Un film qui n’est pas complètement classable : polar nihiliste, drame psychologique, fable noire…. Un peu de tout cela à la fois. Difficile de trouver un « rangement » certain pour telle œuvre.
Ce qui est certain c’est que le film de Tom Ford un voyage d’où personne n’en sortira indemne.
Susan, une quadragénaire qui dirige une galerie d’art glamour à Los Angeles, mène une existence qui a l’apparence d’un rêve : un mariage parfait, une magnifique maison sur les collines de la Ville des Anges, une vie professionnelle exaltante. Naturellement il ne s’agit que d’une illusion, puisque cette perfection n’est qu’un miroir qui cache son vide existentiel et un malheur profond. Dans la réalité, Susan n’est que trop consciente d’avoir raté sa vie avec un mariage désormais au terminus et des sacrifices qui lui ont tout simplement couté le bonheur. Un jour elle reçoit un colis de Edward, son ex-mari, un écrivain avec qui elle a été mariée 20 ans auparavant et qui a voulu couper tout contact avec elle ; il lui envoi roman (au titre de « animaux nocturnes ») qui lui a été dédicacé.

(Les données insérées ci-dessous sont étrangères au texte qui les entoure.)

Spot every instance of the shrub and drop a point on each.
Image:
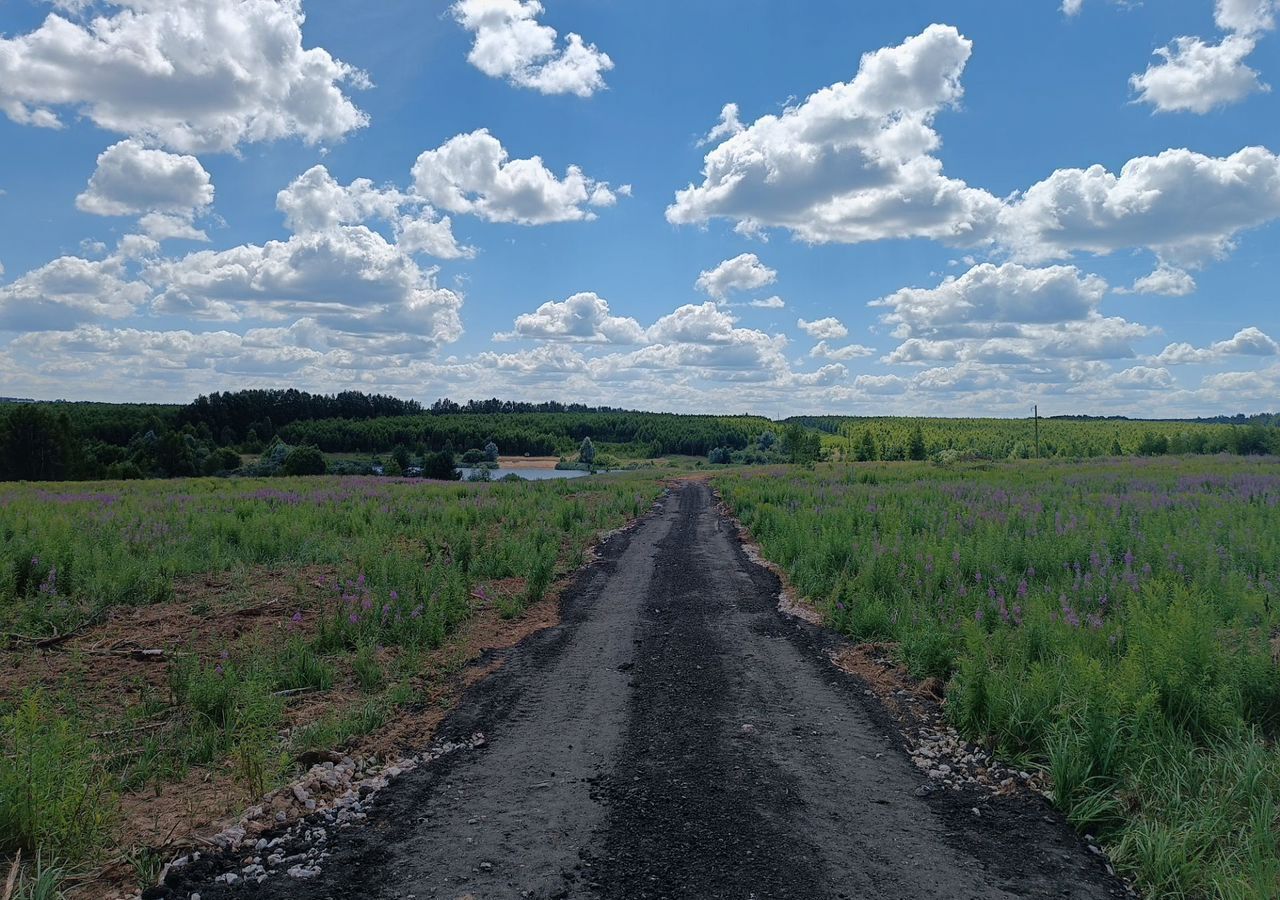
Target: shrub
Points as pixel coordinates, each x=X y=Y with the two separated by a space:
x=305 y=461
x=440 y=467
x=53 y=794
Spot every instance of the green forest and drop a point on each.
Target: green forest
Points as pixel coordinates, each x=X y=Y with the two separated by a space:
x=255 y=432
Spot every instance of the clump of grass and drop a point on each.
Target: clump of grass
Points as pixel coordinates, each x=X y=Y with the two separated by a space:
x=68 y=553
x=54 y=795
x=1105 y=622
x=42 y=880
x=368 y=668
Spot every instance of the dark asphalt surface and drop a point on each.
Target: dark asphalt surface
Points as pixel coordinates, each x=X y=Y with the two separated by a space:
x=676 y=736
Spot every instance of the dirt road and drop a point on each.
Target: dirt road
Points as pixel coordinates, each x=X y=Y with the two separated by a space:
x=676 y=736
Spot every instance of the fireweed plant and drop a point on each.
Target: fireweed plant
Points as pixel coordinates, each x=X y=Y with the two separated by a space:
x=1111 y=622
x=408 y=561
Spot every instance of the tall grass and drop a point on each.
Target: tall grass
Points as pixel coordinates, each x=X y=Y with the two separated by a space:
x=1107 y=621
x=410 y=557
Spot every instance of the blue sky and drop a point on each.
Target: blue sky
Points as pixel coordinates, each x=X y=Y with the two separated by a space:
x=935 y=208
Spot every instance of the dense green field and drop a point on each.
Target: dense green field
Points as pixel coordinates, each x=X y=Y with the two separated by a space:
x=1109 y=621
x=890 y=437
x=292 y=586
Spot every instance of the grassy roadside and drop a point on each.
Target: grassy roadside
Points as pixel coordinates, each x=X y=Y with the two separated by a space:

Susan, intriguée, en commence la lecture et nous nous trouvons devant l’histoire violente d’une famille qui se fait attaquer par des délinquants sur une route déserte du Texas et de la descente aux enfers du héros pour obtenir justice. Susan, bouleversée par le livre, décide de réagir ou du moins de se donner encore une chance de bonheur en essayant de revoir (et peut être de se reconnecter à ) son ex.
Tom Ford nous livre une œuvre esthétiquement impeccable, servie comme sur du papier glace : chaque photogramme pourrait faire office de pub pour une bouteille d’essence de santal à 450€ le centilitre. Mais bizarrement, tel traitement presque obsessif de l’image ne fait que sublimer le sens de solitude et de perte de chaque personnage du film. Chacun mène un combat solitaire, désespéré : qui pour regagner le bonheur, qui pour obtenir justice, qui simplement pour fuir à l’idée d’ordre.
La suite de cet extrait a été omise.